Since the public debut of the artificial intelligence chatbot ChatGPT in late 2022, AI tools such as Claude, Gemini and successive versions of GPT have flooded the market. The release-cadence of these AI tools — six iterations of ChatGPT in 2025 alone — shows how critical rapid learning is to keep pace. 

One practice I’ve adopted is to follow daily (that’s right, daily) news about AI. I’m trying new AI platforms, reading industry briefs, and listening to technology podcasts. After doing this consistently for six months now, I’ve seen an improvement in my ability to use AI tools for communications strategy.

Authenticity over convenience

In times of great change, when everything around us feels uncertain, our values guide our decisions. In my previous job at Amazon, I experienced how the company uses group tenets as a framework for making decisions. 

These shared principles usually include trade-offs. If you find yourself conflicted over which choice to make, then you choose based on the guidance provided by the tenet. I found the exercise so valuable that I have continued to apply it to my work, nearly four years after leaving the company. 

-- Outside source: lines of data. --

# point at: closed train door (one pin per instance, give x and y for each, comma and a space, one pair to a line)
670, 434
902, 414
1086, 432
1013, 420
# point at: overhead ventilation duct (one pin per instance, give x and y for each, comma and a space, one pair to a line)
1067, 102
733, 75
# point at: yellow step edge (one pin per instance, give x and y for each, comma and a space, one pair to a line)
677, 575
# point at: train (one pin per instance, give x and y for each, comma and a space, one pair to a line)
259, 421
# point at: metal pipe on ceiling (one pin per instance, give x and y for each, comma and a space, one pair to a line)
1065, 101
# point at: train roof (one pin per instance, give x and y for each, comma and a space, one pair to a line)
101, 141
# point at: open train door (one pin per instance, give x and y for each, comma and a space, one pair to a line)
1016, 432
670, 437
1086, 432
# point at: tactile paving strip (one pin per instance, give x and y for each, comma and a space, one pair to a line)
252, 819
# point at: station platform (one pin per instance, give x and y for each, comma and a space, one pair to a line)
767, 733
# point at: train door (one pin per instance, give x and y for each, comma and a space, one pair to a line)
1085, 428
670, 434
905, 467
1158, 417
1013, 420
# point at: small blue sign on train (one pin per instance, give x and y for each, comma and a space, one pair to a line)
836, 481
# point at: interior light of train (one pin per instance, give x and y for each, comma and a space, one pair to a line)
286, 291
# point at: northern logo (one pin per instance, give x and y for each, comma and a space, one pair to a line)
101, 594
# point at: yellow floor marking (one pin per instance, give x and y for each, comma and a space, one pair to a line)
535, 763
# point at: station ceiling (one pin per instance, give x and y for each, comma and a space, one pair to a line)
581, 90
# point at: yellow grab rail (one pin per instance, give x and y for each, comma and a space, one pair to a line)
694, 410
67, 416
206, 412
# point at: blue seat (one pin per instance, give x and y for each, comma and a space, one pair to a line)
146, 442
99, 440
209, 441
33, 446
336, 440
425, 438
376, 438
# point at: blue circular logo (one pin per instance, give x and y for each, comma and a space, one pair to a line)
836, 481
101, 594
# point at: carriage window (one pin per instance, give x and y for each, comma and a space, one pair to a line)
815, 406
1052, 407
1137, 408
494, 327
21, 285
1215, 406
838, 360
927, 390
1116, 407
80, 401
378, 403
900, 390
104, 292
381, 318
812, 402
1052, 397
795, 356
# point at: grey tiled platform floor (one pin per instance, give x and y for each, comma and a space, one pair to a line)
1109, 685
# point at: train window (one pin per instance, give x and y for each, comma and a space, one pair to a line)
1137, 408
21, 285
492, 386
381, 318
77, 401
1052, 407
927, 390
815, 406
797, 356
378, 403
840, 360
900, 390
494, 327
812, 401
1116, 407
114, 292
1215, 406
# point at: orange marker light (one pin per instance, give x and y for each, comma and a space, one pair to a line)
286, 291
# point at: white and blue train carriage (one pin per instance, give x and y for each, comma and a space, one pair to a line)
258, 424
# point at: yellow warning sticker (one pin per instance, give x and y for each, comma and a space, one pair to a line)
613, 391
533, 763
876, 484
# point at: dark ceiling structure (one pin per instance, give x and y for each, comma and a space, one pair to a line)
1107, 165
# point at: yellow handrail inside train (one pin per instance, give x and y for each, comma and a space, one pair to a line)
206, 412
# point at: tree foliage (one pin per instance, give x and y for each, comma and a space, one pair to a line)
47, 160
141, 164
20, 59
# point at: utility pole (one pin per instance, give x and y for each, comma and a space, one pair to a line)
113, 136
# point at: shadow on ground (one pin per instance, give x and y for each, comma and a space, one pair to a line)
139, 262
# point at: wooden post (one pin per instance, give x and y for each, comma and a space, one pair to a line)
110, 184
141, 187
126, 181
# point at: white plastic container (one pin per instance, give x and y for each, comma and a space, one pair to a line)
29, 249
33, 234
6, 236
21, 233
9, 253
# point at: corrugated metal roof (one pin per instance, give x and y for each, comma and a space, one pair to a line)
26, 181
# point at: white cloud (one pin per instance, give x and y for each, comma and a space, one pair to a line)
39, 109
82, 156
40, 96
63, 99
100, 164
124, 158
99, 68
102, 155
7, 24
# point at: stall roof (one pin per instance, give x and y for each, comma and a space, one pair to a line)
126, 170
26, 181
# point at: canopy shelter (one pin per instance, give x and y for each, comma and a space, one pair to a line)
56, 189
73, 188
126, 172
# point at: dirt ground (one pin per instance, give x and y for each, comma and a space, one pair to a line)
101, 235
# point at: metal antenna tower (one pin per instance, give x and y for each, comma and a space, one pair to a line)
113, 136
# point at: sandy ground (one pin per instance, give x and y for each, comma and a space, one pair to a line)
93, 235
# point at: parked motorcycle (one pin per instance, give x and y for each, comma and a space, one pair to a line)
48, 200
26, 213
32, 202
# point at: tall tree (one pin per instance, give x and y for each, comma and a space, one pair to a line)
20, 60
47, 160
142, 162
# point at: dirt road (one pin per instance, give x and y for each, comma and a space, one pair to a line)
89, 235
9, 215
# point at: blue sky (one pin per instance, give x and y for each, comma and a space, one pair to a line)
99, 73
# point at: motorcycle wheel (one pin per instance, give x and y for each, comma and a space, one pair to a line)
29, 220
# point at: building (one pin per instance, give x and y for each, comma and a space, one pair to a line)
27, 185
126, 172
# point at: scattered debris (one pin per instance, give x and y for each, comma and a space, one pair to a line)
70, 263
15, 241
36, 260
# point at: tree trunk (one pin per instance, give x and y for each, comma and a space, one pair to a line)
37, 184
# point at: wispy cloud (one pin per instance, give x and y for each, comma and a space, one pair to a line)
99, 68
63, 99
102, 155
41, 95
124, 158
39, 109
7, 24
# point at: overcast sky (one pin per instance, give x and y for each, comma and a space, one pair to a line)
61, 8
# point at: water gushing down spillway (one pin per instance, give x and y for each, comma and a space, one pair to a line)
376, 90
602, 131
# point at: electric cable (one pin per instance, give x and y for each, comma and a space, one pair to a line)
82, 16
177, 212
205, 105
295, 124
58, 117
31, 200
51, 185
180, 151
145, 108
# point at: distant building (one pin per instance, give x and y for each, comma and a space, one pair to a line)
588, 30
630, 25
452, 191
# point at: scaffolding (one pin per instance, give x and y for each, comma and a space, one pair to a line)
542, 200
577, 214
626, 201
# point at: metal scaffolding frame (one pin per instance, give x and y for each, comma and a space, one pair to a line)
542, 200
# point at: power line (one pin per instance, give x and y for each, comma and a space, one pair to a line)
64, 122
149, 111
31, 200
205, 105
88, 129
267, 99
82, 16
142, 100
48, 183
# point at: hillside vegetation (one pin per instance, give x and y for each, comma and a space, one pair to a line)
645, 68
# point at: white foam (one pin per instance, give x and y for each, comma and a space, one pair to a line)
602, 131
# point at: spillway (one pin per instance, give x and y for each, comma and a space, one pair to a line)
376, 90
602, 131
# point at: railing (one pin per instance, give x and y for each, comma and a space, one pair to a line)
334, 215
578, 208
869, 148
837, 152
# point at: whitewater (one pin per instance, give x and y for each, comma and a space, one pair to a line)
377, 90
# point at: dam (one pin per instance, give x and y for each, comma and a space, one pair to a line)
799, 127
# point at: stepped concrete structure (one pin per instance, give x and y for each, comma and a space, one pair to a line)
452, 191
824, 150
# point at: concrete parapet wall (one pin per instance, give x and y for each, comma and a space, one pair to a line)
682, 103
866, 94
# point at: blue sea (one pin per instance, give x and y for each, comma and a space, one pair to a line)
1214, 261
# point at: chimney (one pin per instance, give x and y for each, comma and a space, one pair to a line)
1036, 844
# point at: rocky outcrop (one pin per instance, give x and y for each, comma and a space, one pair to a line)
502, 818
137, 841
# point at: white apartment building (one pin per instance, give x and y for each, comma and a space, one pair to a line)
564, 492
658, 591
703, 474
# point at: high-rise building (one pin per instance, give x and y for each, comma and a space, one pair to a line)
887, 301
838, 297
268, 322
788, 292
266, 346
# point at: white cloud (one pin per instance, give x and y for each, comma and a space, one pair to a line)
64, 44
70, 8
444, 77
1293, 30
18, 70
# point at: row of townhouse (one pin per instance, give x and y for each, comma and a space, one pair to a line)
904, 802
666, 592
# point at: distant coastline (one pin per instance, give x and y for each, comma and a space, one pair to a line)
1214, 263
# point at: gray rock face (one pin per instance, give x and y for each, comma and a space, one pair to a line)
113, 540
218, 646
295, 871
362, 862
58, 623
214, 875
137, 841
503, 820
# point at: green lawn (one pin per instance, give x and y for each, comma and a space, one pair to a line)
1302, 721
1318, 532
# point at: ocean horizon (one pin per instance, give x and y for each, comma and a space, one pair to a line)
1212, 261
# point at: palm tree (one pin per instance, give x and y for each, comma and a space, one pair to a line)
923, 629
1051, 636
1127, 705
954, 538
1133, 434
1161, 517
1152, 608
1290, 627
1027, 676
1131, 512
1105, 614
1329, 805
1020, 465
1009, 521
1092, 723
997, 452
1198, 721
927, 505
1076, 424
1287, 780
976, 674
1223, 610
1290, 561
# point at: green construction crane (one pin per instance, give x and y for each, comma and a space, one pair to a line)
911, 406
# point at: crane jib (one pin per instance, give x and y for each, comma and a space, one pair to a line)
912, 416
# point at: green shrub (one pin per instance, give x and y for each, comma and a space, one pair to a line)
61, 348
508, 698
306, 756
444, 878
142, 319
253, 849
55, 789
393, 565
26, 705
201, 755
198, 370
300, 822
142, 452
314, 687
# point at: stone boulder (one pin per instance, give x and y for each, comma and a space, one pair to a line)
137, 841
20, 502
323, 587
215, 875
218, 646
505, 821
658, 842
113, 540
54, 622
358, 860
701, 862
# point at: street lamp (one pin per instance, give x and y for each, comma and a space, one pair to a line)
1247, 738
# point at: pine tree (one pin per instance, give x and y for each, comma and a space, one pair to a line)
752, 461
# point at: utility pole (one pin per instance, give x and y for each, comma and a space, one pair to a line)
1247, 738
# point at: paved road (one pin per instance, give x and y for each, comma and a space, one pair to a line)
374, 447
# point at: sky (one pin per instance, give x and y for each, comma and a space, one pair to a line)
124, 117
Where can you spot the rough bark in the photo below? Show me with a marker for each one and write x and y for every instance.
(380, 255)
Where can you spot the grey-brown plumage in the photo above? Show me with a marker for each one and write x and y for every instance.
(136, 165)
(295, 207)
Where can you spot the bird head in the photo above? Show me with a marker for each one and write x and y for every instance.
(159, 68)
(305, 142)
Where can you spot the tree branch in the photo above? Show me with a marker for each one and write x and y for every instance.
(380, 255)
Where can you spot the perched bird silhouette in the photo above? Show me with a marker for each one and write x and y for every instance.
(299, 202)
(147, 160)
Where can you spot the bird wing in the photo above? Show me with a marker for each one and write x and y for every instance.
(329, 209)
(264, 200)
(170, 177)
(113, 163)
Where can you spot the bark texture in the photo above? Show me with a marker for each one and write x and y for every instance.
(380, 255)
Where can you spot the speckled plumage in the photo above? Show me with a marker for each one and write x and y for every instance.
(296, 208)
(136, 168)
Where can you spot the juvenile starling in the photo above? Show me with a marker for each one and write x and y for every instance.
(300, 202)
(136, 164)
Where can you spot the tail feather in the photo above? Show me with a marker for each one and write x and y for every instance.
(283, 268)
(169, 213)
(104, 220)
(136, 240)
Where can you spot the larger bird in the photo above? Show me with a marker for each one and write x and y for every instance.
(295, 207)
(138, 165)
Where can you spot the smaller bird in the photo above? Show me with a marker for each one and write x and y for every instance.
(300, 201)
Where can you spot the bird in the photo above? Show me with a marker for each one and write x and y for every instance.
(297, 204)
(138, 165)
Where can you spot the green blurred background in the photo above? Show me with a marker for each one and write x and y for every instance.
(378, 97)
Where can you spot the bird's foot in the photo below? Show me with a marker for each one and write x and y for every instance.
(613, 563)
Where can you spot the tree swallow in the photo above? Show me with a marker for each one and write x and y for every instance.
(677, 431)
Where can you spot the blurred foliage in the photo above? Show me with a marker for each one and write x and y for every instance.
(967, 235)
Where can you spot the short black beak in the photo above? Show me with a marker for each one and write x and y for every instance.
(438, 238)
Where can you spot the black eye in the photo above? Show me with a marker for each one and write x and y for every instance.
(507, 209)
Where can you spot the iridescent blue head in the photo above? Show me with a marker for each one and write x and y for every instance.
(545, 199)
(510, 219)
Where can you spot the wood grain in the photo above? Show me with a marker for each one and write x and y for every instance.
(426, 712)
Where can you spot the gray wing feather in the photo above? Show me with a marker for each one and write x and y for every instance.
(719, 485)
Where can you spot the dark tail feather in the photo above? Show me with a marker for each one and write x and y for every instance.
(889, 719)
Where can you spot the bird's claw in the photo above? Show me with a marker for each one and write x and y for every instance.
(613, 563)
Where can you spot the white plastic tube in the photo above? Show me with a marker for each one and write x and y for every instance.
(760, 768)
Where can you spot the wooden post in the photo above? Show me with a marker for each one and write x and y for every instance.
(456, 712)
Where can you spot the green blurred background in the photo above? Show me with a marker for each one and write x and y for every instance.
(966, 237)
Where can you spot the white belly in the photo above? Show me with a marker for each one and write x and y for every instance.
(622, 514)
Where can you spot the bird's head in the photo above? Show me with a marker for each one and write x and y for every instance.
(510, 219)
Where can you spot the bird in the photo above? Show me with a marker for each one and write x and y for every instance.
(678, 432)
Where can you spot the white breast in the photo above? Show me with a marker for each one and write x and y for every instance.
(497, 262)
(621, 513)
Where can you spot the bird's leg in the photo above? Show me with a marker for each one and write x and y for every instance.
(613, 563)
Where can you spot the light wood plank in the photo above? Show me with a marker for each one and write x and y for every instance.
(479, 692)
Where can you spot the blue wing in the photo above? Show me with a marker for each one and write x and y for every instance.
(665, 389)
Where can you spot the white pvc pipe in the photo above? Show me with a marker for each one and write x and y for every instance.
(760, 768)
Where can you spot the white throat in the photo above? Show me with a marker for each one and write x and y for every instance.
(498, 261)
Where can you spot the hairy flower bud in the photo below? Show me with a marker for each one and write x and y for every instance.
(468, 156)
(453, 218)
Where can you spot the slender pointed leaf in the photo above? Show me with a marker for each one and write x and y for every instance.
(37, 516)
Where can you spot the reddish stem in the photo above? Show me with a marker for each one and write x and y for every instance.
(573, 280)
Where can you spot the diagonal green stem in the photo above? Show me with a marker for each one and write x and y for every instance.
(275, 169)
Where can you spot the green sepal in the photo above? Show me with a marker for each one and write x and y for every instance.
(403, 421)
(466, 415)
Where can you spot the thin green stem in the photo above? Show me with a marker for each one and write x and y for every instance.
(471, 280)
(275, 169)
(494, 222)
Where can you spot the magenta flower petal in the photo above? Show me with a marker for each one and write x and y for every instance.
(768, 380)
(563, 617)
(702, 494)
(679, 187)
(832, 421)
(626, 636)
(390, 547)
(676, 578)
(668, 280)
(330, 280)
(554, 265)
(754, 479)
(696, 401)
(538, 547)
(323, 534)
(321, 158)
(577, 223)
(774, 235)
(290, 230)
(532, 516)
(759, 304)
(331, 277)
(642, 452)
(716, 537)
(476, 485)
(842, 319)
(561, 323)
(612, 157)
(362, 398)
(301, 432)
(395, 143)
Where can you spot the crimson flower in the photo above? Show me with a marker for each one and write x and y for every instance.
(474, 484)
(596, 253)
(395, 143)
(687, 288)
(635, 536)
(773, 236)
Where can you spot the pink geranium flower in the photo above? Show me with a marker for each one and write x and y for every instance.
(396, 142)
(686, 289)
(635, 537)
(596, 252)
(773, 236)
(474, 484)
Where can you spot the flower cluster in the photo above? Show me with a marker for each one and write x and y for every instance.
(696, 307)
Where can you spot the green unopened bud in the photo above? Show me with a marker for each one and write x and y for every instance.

With the advent of AI, one tenet I have introduced in my work is “authenticity over convenience.” I invest time in thoughtful AI workflows, which communicate the machine’s intermediate “thought processes” throughout an interaction. This approach takes a little longer, but it protects the credibility of my work. 

Accessible innovation

When I was a marketing manager at a global company in the late 2000s, it cost $3,000 to produce a single QR code for marketing collateral. Today, QR codes can be generated in seconds for free, or at minimal cost. 

Innovation has become more accessible than ever. And that accessibility is changing expectations: It’s no longer sufficient for just a few specialists to own the latest tech tools. Increasingly, all team members are expected to engage directly with the technology. 

With this level of accessible innovation, now is the time to challenge legacy workflows and to ask not, “How do we do this?” but “How should we do this?”

Value of human connection

AI made content generation more accessible than ever. Research by Originality AI shows a 189% increase in LinkedIn posts flagged as AI-generated since the launch of ChatGPT.

This means the value of human connection is growing. We differentiate ourselves by our presence, by how we carry ourselves in real conversations with other people.

One way I use AI is to work more efficiently. But it can come with a cost. 

In the past, I would ask an engineer to explain something technical to me. Today, I generally ask AI to explain something from an engineer’s perspective. Similarly, when joining a discussion that’s already underway, I will often request an audio recording of the meeting and then review an AI-generated summary of that recording. I stay informed without disrupting my colleagues’ work or making demands on their time. 

But with meeting summaries or AI explanations from an engineer’s point of view, I lose the human connection and might risk damaging my professional network as a result. To stay connected, I’m leaning into 15-minute check-ins more consistently.

Artificial intelligence is reshaping our work as communications professionals. Our future requires us to be technologically fluent and to think critically. AI is built for the curious. And as the kid who always raised her hand in class, I have plenty of questions.